At Q4’s end, a total of 50 of the hedge funds tracked by Insider Monkey held long positions in this stock, a change of 2% from the third quarter of 2019. On the other hand, there were a total of 30 hedge funds with a bullish position in DG a year ago. With hedgies’ capital changing hands, there exists a select group of key hedge fund managers who were adding to their holdings considerably (or already accumulated large positions).
The largest stake in Dollar General Corp. (NYSE:DG) was held by Two Sigma Advisors, which reported holding $272.9 million worth of stock at the end of September. It was followed by Orbis Investment Management with a $264.6 million position.
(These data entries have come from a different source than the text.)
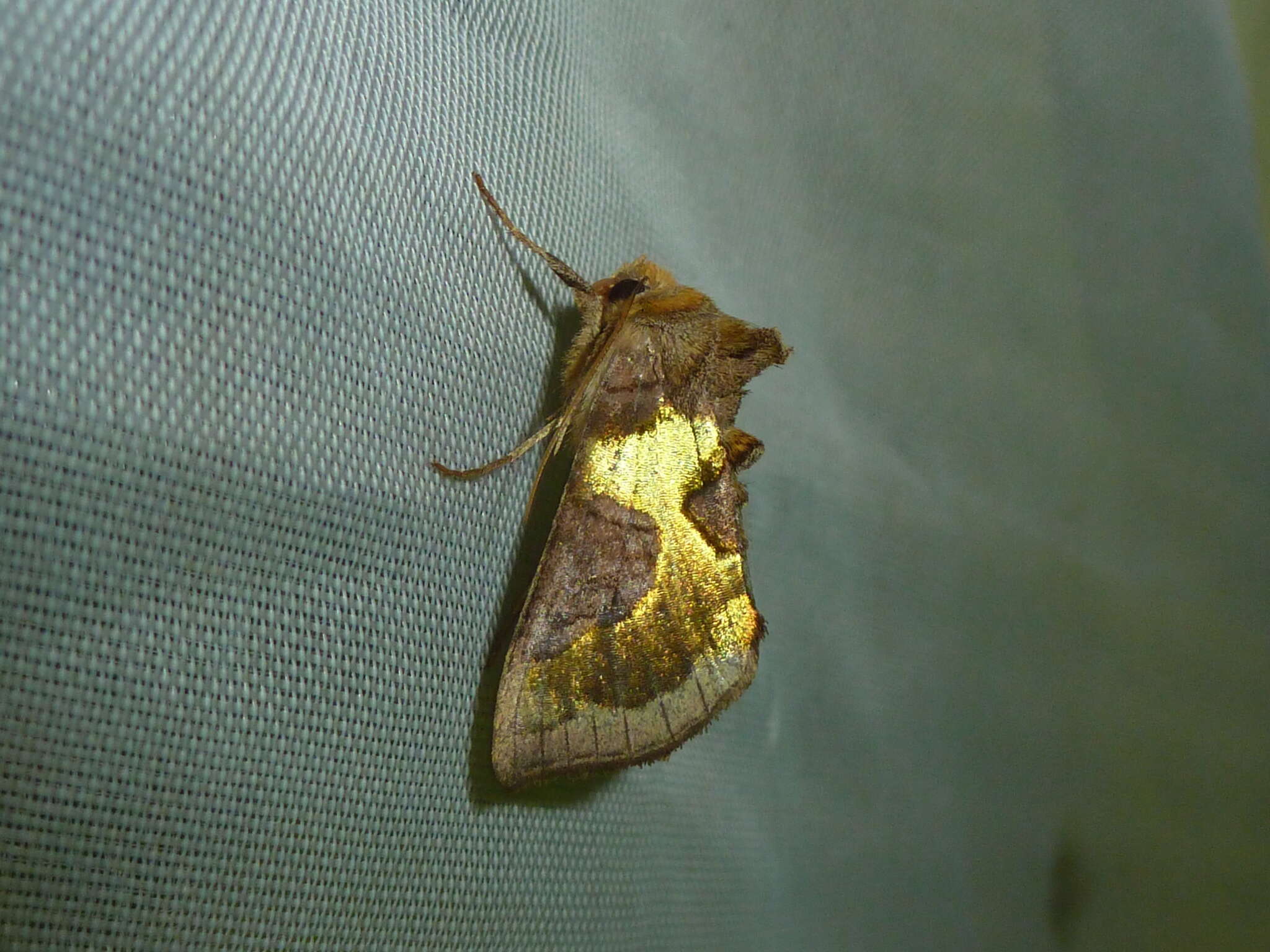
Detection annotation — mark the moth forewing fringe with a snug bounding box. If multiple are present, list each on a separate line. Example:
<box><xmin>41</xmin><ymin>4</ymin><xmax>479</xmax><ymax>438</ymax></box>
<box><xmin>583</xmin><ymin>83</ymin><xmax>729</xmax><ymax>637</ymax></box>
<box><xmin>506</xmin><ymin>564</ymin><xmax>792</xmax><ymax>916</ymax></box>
<box><xmin>433</xmin><ymin>173</ymin><xmax>789</xmax><ymax>788</ymax></box>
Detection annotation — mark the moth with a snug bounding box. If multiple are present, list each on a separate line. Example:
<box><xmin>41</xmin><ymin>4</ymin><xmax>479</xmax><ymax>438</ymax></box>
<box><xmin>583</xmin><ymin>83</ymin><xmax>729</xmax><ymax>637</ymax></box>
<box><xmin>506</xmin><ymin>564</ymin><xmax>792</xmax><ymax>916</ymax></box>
<box><xmin>433</xmin><ymin>173</ymin><xmax>790</xmax><ymax>788</ymax></box>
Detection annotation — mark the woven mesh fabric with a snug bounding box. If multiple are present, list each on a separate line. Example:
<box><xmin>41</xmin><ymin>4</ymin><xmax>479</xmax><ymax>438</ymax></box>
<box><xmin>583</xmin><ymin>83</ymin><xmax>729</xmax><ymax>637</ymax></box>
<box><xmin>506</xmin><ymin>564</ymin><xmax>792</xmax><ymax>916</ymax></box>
<box><xmin>0</xmin><ymin>0</ymin><xmax>1270</xmax><ymax>950</ymax></box>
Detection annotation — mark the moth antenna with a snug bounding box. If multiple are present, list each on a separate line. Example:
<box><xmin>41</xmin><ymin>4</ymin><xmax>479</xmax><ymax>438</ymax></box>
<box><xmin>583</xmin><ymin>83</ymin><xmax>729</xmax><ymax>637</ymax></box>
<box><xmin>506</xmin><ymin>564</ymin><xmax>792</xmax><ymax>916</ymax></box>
<box><xmin>473</xmin><ymin>171</ymin><xmax>596</xmax><ymax>297</ymax></box>
<box><xmin>432</xmin><ymin>416</ymin><xmax>560</xmax><ymax>485</ymax></box>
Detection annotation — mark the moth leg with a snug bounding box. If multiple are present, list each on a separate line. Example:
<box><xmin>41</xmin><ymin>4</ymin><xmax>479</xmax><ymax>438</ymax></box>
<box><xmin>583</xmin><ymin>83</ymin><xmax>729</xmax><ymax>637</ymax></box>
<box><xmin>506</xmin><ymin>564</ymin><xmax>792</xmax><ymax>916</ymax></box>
<box><xmin>720</xmin><ymin>426</ymin><xmax>763</xmax><ymax>470</ymax></box>
<box><xmin>432</xmin><ymin>418</ymin><xmax>560</xmax><ymax>480</ymax></box>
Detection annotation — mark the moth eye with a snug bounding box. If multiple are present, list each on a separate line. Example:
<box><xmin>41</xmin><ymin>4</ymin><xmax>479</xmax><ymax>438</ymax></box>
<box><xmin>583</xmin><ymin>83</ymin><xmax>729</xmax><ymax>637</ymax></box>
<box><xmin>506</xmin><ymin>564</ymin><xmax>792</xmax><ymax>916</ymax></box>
<box><xmin>608</xmin><ymin>278</ymin><xmax>647</xmax><ymax>302</ymax></box>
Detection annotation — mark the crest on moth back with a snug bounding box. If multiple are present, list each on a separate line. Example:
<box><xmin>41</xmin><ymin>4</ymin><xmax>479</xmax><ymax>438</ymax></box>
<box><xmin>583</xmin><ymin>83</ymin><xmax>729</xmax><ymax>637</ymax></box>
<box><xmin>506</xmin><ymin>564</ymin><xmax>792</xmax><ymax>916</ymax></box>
<box><xmin>433</xmin><ymin>174</ymin><xmax>790</xmax><ymax>788</ymax></box>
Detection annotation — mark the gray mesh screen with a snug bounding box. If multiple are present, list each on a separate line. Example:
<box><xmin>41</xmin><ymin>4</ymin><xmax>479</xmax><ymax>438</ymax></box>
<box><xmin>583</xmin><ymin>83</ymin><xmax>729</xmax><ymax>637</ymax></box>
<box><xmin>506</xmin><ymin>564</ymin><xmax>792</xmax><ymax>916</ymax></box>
<box><xmin>0</xmin><ymin>0</ymin><xmax>1270</xmax><ymax>950</ymax></box>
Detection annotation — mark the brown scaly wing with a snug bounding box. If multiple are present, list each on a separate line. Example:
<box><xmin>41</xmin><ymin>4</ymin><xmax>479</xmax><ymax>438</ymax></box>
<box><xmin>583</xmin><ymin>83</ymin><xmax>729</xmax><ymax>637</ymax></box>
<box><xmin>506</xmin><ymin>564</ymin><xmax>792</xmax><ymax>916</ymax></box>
<box><xmin>494</xmin><ymin>397</ymin><xmax>763</xmax><ymax>787</ymax></box>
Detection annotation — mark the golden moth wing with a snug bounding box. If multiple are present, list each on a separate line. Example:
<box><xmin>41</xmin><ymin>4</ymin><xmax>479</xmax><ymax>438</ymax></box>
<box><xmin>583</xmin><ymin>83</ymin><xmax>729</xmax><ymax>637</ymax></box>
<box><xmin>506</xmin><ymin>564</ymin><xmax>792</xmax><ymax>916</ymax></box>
<box><xmin>494</xmin><ymin>403</ymin><xmax>763</xmax><ymax>787</ymax></box>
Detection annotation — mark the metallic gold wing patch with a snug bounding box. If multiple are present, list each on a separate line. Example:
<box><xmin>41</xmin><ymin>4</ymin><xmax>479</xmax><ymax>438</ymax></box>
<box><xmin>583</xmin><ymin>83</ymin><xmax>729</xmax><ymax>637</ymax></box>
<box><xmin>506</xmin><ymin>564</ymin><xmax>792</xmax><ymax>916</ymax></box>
<box><xmin>494</xmin><ymin>405</ymin><xmax>763</xmax><ymax>787</ymax></box>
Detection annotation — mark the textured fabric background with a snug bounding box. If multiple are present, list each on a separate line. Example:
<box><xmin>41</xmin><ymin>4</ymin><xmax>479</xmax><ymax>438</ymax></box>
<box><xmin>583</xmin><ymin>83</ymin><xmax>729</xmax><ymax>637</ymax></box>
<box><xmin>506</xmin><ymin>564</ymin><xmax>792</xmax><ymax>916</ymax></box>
<box><xmin>0</xmin><ymin>0</ymin><xmax>1270</xmax><ymax>951</ymax></box>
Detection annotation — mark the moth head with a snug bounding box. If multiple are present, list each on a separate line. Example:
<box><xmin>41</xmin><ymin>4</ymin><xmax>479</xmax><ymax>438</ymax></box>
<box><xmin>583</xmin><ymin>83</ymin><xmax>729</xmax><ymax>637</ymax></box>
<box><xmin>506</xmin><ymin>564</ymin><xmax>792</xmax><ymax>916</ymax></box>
<box><xmin>592</xmin><ymin>257</ymin><xmax>710</xmax><ymax>326</ymax></box>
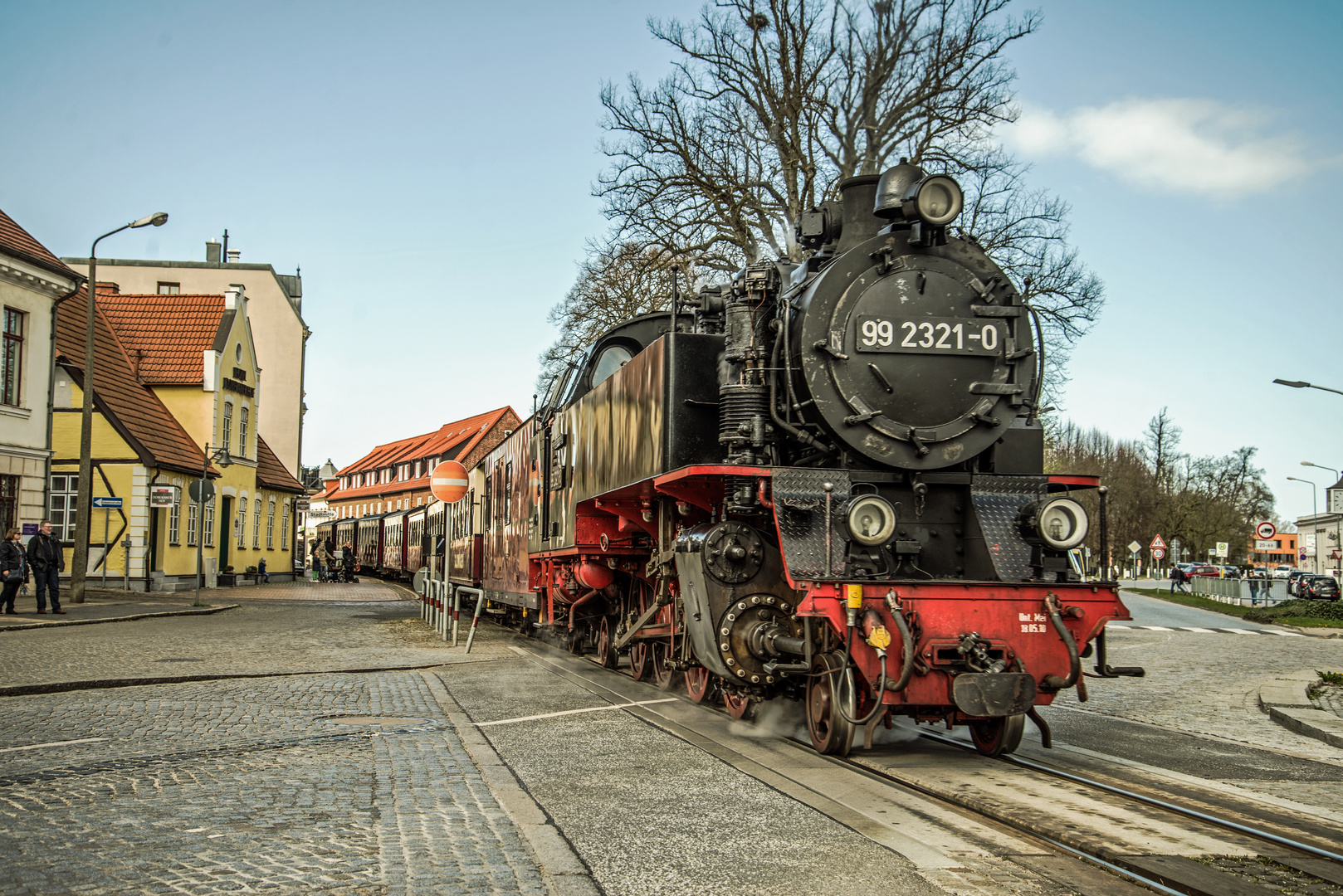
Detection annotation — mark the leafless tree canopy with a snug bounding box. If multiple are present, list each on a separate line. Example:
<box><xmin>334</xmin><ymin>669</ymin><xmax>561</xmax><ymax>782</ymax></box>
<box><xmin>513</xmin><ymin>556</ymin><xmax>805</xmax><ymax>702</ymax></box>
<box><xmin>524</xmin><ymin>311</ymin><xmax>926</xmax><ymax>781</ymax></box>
<box><xmin>536</xmin><ymin>243</ymin><xmax>687</xmax><ymax>392</ymax></box>
<box><xmin>1046</xmin><ymin>408</ymin><xmax>1273</xmax><ymax>572</ymax></box>
<box><xmin>542</xmin><ymin>0</ymin><xmax>1102</xmax><ymax>402</ymax></box>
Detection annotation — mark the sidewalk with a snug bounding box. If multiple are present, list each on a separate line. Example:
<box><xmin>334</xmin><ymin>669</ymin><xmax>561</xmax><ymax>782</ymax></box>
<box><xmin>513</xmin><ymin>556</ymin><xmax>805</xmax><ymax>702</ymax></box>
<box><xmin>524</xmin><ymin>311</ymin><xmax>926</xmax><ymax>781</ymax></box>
<box><xmin>0</xmin><ymin>579</ymin><xmax>411</xmax><ymax>631</ymax></box>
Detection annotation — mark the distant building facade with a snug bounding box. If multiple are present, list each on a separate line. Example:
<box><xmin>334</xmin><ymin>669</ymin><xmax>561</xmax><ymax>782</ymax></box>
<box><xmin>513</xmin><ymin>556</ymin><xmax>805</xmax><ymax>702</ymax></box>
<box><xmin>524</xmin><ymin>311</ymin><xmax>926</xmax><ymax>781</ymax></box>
<box><xmin>61</xmin><ymin>241</ymin><xmax>311</xmax><ymax>477</ymax></box>
<box><xmin>317</xmin><ymin>407</ymin><xmax>522</xmax><ymax>520</ymax></box>
<box><xmin>0</xmin><ymin>211</ymin><xmax>81</xmax><ymax>538</ymax></box>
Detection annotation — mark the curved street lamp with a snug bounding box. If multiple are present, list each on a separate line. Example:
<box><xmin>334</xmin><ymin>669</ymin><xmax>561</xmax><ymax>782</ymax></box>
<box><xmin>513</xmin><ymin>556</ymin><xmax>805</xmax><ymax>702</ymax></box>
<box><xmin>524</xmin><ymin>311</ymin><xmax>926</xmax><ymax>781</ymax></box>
<box><xmin>70</xmin><ymin>211</ymin><xmax>168</xmax><ymax>603</ymax></box>
<box><xmin>1273</xmin><ymin>380</ymin><xmax>1343</xmax><ymax>395</ymax></box>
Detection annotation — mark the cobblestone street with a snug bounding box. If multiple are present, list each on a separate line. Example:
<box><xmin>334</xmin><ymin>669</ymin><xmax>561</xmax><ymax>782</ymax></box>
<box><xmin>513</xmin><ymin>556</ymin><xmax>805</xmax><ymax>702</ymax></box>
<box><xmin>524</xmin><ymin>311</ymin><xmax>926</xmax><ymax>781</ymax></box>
<box><xmin>0</xmin><ymin>583</ymin><xmax>1343</xmax><ymax>896</ymax></box>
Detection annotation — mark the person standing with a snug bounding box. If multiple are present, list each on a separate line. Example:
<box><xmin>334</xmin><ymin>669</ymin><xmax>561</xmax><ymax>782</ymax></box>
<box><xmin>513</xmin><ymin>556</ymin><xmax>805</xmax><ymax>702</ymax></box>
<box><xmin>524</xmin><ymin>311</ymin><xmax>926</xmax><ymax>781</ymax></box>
<box><xmin>0</xmin><ymin>528</ymin><xmax>28</xmax><ymax>616</ymax></box>
<box><xmin>28</xmin><ymin>520</ymin><xmax>66</xmax><ymax>616</ymax></box>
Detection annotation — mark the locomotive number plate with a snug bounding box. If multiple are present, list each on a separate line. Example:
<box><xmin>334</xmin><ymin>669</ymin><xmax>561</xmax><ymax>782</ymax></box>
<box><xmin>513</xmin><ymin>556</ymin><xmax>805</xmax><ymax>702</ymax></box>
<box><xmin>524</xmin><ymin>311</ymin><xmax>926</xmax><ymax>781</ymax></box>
<box><xmin>854</xmin><ymin>314</ymin><xmax>1008</xmax><ymax>354</ymax></box>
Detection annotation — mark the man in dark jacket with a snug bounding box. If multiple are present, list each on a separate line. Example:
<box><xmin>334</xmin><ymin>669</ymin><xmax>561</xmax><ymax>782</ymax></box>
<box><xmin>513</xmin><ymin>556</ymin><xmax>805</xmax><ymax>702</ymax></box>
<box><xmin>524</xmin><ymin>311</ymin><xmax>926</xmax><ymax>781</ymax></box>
<box><xmin>28</xmin><ymin>520</ymin><xmax>66</xmax><ymax>616</ymax></box>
Other investors bullish on the company included AQR Capital Management, Point72 Asset Management, and Millennium Management. In terms of the portfolio weights assigned to each position 12th Street Asset Management allocated the biggest weight to Dollar General Corp. (NYSE:DG), around 7.34% of its 13F portfolio. Emerson Point Capital is also relatively very bullish on the stock, setting aside 5.23 percent of its 13F equity portfolio to DG.
With a general bullishness amongst the heavyweights, specific money managers have jumped into Dollar General Corp. (NYSE:DG) headfirst. Candlestick Capital Management, managed by Jack Woodruff, established the most outsized position in Dollar General Corp. (NYSE:DG). Candlestick Capital Management had $35.6 million invested in the company at the end of the quarter. Alexander Mitchell’s Scopus Asset Management also initiated a $15.5 million position during the quarter. The other funds with new positions in the stock are Brian Scudieri’s Kehrs Ridge Capital, Benjamin A. Smith’s Laurion Capital Management, and Parvinder Thiara’s Athanor Capital.
Let’s go over hedge fund activity in other stocks – not necessarily in the same industry as Dollar General Corp. (NYSE:DG) but similarly valued. We will take a look at Manulife Financial Corporation (NYSE:MFC), FedEx Corporation (NYSE:FDX), The Kraft Heinz Company (NASDAQ:KHC), and NetEase, Inc (NASDAQ:NTES). This group of stocks’ market valuations match DG’s market valuation.
|Ticker||No of HFs with positions||Total Value of HF Positions (x1000)||Change in HF Position|
View table here if you experience formatting issues.
As you can see these stocks had an average of 35.5 hedge funds with bullish positions and the average amount invested in these stocks was $4083 million. That figure was $2076 million in DG’s case. FedEx Corporation (NYSE:FDX) is the most popular stock in this table. On the other hand Manulife Financial Corporation (NYSE:MFC) is the least popular one with only 19 bullish hedge fund positions. Compared to these stocks Dollar General Corp. (NYSE:DG) is more popular among hedge funds. Our calculations showed that top 20 most popular stocks among hedge funds returned 41.3% in 2019 and outperformed the S&P 500 ETF (SPY) by 10.1 percentage points. These stocks lost 12.9% in 2020 through March 9th but still managed to beat the market by 1.9 percentage points. Hedge funds were also right about betting on DG as the stock returned 2.3% so far in Q1 (through March 9th) and outperformed the market by an even larger margin. Hedge funds were clearly right about piling into this stock relative to other stocks with similar market capitalizations.